SwiGLUFFN(*args, **kwargs) SwiGLU-based feed-forward network used in modern Transformers (e.g., LLaMA, PaLM).

class olm.nn.feedforward.swiglu_ffn.FeedForwardBase(*args: Any, **kwargs: Any)

Bases: Module, ABC

Abstract base class for feedforward networks in a transformer block.

Defines the interface for FFNs/MLPs. Subclasses must implement the forward method.

embed_dim

The input and output dimension.

  • Type: int

abstractmethod forward(x: torch.Tensor) → torch.Tensor

Forward pass of the feedforward network.

  • Parameters: x (torch.Tensor) – Input tensor of shape (batch, seq_len, embed_dim).
  • Returns: Output tensor of shape (batch, seq_len, embed_dim).
  • Return type: torch.Tensor

class olm.nn.feedforward.swiglu_ffn.Linear(*args: Any, **kwargs: Any)

Bases: Linear

forward(x)

class olm.nn.feedforward.swiglu_ffn.SwiGLU(*args: Any, **kwargs: Any)

Bases: ActivationBase

SwiGLU activation function.

Implements the SwiGLU activation as described in “GLU Variants Improve Transformer”. It applies the SiLU activation to one half of the input (the gate) and multiplies it by the other half (the value).

Equation: : SwiGLU(x, W, V) = Swish_1(xW) * (xV) Here, we assume the input x is already projected/concatenated such that we chunk it. So: SwiGLU(x) = (x_1 * SiLU(x_2)) where x = [x_1, x_2]

  • Parameters:
  • device (torch.device , optional) – Target device.
  • dtype (torch.dtype , optional) – Target data type.

forward(x: torch.Tensor) → torch.Tensor

Forward pass of SwiGLU.

  • Parameters: x (torch.Tensor) – Input tensor. Expected to have an even last dimension size.
  • Returns: Output tensor with half the last dimension of the input.
  • Return type: torch.Tensor

class olm.nn.feedforward.swiglu_ffn.SwiGLUFFN(*args: Any, **kwargs: Any)

Bases: FeedForwardBase

SwiGLU-based feed-forward network used in modern Transformers (e.g., LLaMA, PaLM).

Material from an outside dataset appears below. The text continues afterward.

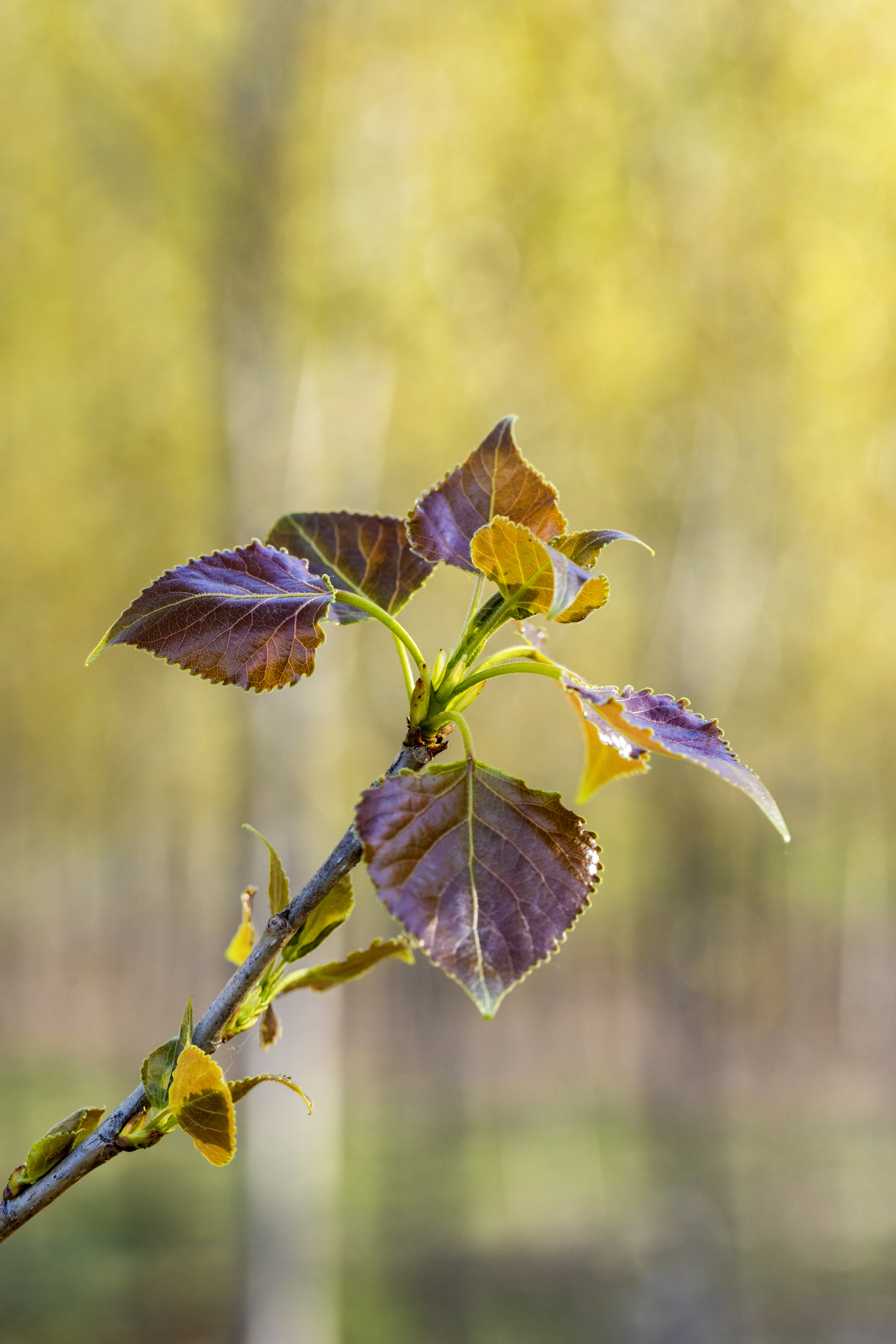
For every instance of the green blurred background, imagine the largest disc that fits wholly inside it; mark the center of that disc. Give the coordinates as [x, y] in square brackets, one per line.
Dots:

This layer implements the gated linear unit with Swish (SiLU) activation, which has been shown to improve performance over standard GELU/ReLU FFNs.

Structure: : Input -> Linear(embed_dim -> 2 * hidden_dim) [Splits into Gate and Value] -> SwiGLU(Gate * SiLU(Value)) -> Linear(hidden_dim -> embed_dim) -> Dropout

  • Parameters:
  • embed_dim (int) – The dimension of the input and output.
  • hidden_dim (int , optional) – The intermediate inner dimension. If None, defaults to int(ff_multiplier * embed_dim).
  • dropout (float , optional) – Dropout probability. Defaults to 0.0.
  • bias (bool , optional) – Whether to use bias in linear layers. Defaults to True.
  • ff_multiplier (float , optional) – Multiplier for default hidden dimension. Defaults to 2.5 (commonly 8/3 for SwiGLU).

up_proj

Projects and splits input into gate and value parts.

act

The activation function.

down_proj

Projects back to embedding dimension.

dropout

Dropout layer.

  • Type: nn.Dropout

forward(x)

Forward pass of the feedforward network.

  • Parameters: x (torch.Tensor) – Input tensor of shape (batch, seq_len, embed_dim).
  • Returns: Output tensor of shape (batch, seq_len, embed_dim).
  • Return type: torch.Tensor